Project-based learning (PjBL) akan diterapkan setidaknya 30% dari keseluruhan proses belajar pada kurikulum baru, Kurikulum Merdeka. Ilona Christina, koordinator pengembangan program Yayasan Guru Belajar, mengatakan, orang tua memiliki peran penting dalam keberhasilan PjBL anak.

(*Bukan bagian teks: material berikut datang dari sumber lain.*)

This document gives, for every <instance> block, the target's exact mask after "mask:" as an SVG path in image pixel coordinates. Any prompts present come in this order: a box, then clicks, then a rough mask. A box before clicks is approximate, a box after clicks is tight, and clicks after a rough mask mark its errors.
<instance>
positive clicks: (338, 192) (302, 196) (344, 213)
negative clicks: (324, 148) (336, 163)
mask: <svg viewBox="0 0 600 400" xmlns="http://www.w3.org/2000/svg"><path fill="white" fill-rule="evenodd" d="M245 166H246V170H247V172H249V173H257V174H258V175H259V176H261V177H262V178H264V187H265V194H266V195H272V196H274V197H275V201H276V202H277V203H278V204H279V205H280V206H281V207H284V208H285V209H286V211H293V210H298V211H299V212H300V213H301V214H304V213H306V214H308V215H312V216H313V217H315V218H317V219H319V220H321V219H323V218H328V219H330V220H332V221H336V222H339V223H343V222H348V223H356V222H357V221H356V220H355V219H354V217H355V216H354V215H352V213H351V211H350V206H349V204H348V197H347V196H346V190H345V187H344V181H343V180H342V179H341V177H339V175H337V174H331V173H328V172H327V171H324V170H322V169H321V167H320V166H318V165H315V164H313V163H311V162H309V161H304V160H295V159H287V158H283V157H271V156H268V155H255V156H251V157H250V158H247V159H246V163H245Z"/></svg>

“Masih banyak orang tua yang ketika melihat anaknya belajar dengan PjBL malah bertanya ‘kok anak saya tidak belajar?’. Karena belajar yang ada di pikiran mereka adalah anak membaca buku lalu mengerjakan soal-soal,” ungkap Ilona saat ditemui pada Senin (23/05/2022).

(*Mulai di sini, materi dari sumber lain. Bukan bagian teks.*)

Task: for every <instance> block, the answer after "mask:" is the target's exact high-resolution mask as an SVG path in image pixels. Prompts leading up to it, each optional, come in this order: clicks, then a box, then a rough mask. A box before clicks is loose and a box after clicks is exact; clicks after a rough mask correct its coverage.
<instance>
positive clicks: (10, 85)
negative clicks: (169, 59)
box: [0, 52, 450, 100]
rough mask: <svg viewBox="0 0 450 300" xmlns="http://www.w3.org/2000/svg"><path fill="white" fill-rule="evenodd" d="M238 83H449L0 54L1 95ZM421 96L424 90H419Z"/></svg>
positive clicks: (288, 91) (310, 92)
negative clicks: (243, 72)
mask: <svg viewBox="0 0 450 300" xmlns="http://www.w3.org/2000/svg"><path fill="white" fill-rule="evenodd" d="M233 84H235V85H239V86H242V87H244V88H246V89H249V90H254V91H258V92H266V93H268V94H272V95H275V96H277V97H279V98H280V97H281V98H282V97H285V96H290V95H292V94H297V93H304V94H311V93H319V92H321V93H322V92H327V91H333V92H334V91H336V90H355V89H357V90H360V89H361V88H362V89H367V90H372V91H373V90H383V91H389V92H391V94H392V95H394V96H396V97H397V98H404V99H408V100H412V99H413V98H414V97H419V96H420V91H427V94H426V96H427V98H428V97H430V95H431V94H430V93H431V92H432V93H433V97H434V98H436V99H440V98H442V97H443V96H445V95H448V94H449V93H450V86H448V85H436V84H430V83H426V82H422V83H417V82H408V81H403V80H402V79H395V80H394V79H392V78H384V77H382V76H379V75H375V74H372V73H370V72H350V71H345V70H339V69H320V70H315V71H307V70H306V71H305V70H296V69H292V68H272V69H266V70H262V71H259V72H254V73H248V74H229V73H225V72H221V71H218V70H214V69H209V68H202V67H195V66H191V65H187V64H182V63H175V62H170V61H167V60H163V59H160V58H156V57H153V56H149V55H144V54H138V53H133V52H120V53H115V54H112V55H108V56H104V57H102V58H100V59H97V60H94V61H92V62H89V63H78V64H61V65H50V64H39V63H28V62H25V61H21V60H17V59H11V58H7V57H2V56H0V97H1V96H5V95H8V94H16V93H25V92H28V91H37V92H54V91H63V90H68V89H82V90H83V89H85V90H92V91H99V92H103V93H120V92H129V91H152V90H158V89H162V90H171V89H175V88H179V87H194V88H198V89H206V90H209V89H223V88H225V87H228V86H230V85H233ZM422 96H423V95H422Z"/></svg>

Aktivis pendidikan yang pernah menjadi guru selama delapan tahun tersebut mengatakan, PjBL menekankan bagaimana anak bisa kritis terhadap permasalahan di lingkungan sekitarnya dan mencari solusinya.

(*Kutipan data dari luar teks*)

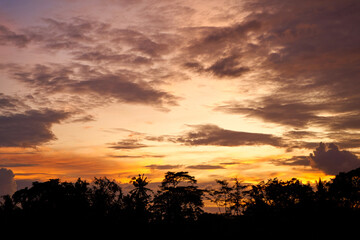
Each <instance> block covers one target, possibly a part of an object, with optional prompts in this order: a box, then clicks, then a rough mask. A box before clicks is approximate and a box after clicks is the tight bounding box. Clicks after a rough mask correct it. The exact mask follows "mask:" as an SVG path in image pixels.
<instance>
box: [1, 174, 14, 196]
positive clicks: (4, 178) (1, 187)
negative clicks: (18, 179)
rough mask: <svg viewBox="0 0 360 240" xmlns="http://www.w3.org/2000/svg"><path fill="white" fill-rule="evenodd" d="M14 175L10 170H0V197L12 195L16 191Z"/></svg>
mask: <svg viewBox="0 0 360 240" xmlns="http://www.w3.org/2000/svg"><path fill="white" fill-rule="evenodd" d="M14 176H15V175H14V173H13V172H12V171H11V170H10V169H6V168H0V196H3V195H6V194H9V195H11V194H13V193H14V192H15V191H16V188H17V186H16V181H15V180H14Z"/></svg>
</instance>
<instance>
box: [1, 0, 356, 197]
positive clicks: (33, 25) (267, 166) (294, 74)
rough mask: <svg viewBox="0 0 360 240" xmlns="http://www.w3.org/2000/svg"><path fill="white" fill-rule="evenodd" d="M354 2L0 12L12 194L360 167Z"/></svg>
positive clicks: (335, 2) (6, 177)
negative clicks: (49, 184)
mask: <svg viewBox="0 0 360 240" xmlns="http://www.w3.org/2000/svg"><path fill="white" fill-rule="evenodd" d="M359 12H360V3H359V1H357V0H332V1H326V0H318V1H313V0H303V1H301V2H299V1H281V0H268V1H265V0H251V1H250V0H236V1H235V0H224V1H218V0H206V1H205V0H193V1H180V0H101V1H100V0H88V1H80V0H71V1H70V0H61V1H59V0H30V1H29V0H16V1H13V0H0V56H1V58H0V168H1V169H0V193H8V192H14V191H15V190H16V189H20V188H23V187H25V186H29V184H31V182H33V181H46V180H48V179H51V178H60V179H61V180H64V181H74V180H76V179H77V178H79V177H81V178H83V179H89V180H91V179H93V177H100V176H107V177H109V178H111V179H115V180H117V181H119V182H121V183H128V182H129V181H130V179H131V178H132V177H133V176H137V175H138V174H142V173H144V174H145V175H146V176H148V178H149V179H150V180H151V181H152V182H159V181H161V179H162V178H163V176H164V174H165V173H166V172H167V171H187V172H189V174H190V175H193V176H195V177H196V178H197V180H198V181H199V182H200V183H203V184H205V183H210V182H214V180H215V179H231V178H234V177H237V178H238V179H241V180H242V181H243V182H246V183H257V182H259V181H261V180H266V179H269V178H275V177H277V178H280V179H290V178H292V177H296V178H298V179H300V180H302V181H304V182H314V181H317V180H318V179H319V178H322V179H329V178H331V177H333V176H334V175H336V174H337V173H339V172H341V171H349V170H352V169H354V168H357V167H360V160H359V154H360V140H359V139H360V93H359V92H360V67H359V66H360V44H359V42H360V28H359V26H358V24H359V22H360V15H359Z"/></svg>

Ia juga menegaskan, PjBL tidak fokus pada hasil akhir atau produk yang anak hasilkan melainkan prosesnya. Tidak sedikit guru yang sulit membedakan antara PjBL dengan mengerjakan proyek atau kerja praktik sehingga membuat orang tua ragu terhadap pentingnya PjBL.

“Kalau mengerjakan proyek gitu kan, apalagi kalau anak SD, orang tuanya yang ribet. Misalnya pelajaran IPA disuruh membuat roket dari bahan bekas. Kemungkinan besar yang membuat orang tuanya,” jelas Ilona.

Berbeda dengan mengerjakan proyek, PjBL, terang Ilona, memberikan kemerdekaan anak dalam proses belajarnya. Anak diberi kesempatan untuk menentukan proyek apa yang harus mereka lakukan untuk menyelesaikan masalah yang mereka temukan. Sehingga anak merasa memiliki secara utuh proyek tersebut dan semangat mengerjakannya. Orang tua dan guru hanya perlu mendampingi.

PjBL Tidak Membutuhkan Biaya yang Besar

Akibat miskonsepsi, lanjut Ilona, seringkali Ia mendengar sulitnya PjBL dilaksanakan karena keterbatasan fasilitas di sekolah. Tidak jarang akhirnya kekurangan fasilitas tersebut dibebankan ke orang tua murid.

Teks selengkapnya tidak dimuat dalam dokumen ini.